Was Altine not a Fulani Muslim living in Enugu and was elected mayor? He was elected twice. So it was not an accident. Was Margaret Ekpo not from my state of Akwa Ibom but living in Aba? Was she not elected to represent the Bende Region in the Eastern House of Assembly? Was Mbonu Ojike not an Igbo man? Was he not elected the deputy mayor of Lagos?

Let me take you back home a little because you started a lot of projects which would have changed the pace of development. Are you happy with the way those projects have been implemented? Some were not implemented. I remember that you started a very ambitious science and technology park and many other transformative schemes which are still not yet there.

Thank you for asking that question but let’s take it one by one. Do you not believe that a science and technology park would actually make a whole lot of difference even today?

The reason I raised Governor Umo Eno’s hand was because I believe strongly that he will not let me down. I believe he knows the value of these key projects and will necessarily complete and put them to use for the benefit of Akwa Ibom State people even though I started them.

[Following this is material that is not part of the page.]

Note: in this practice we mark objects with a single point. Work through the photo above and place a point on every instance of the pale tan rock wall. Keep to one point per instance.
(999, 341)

What about the Ibaka Deep Seaport?

Can I remind you? I even paid the fees for the design of the seaport at Ibaka with an industrial city. Someone has come and copied it and implemented it in Lagos and it is working but our seaport still remains on the drawing board. I must say that I raised Umo Eno’s hand in the belief that he will see the importance of this key project and take it up to completion for the overall benefit of the people and the state.

What about the MRO Airport?

I thank God, Udom Emmanuel completed the building, which was abandoned for quite some time. I want to pray and hope that Governor Eno can make it operational so that we become the maintenance hub and centre for aircraft maintenance for all of West Africa.

What about 24-hour constant power? I built 191-megawattpower station which is far in excess of what Akwa Ibom consumes, even today. But a very wicked federal government came up with a law that if you generate, you can’t distribute. What is the point? How does that encourage anybody to generate, if you cannot serve your people with it? So, the law has now been changed, I want to hope that again Governor Eno will see the urgency of making sure that Akwa Ibom becomes the first state in the federation to say we have 24-hour constant power.

But generally are you happy with the state of development, the vision you had for the state and where it is now?

My vision was stalled and it is not a matter of my happiness but whether it is good for Akwa Ibom people. But I’m hoping that it’s never too late. So I want to hope that those things can still be remedied.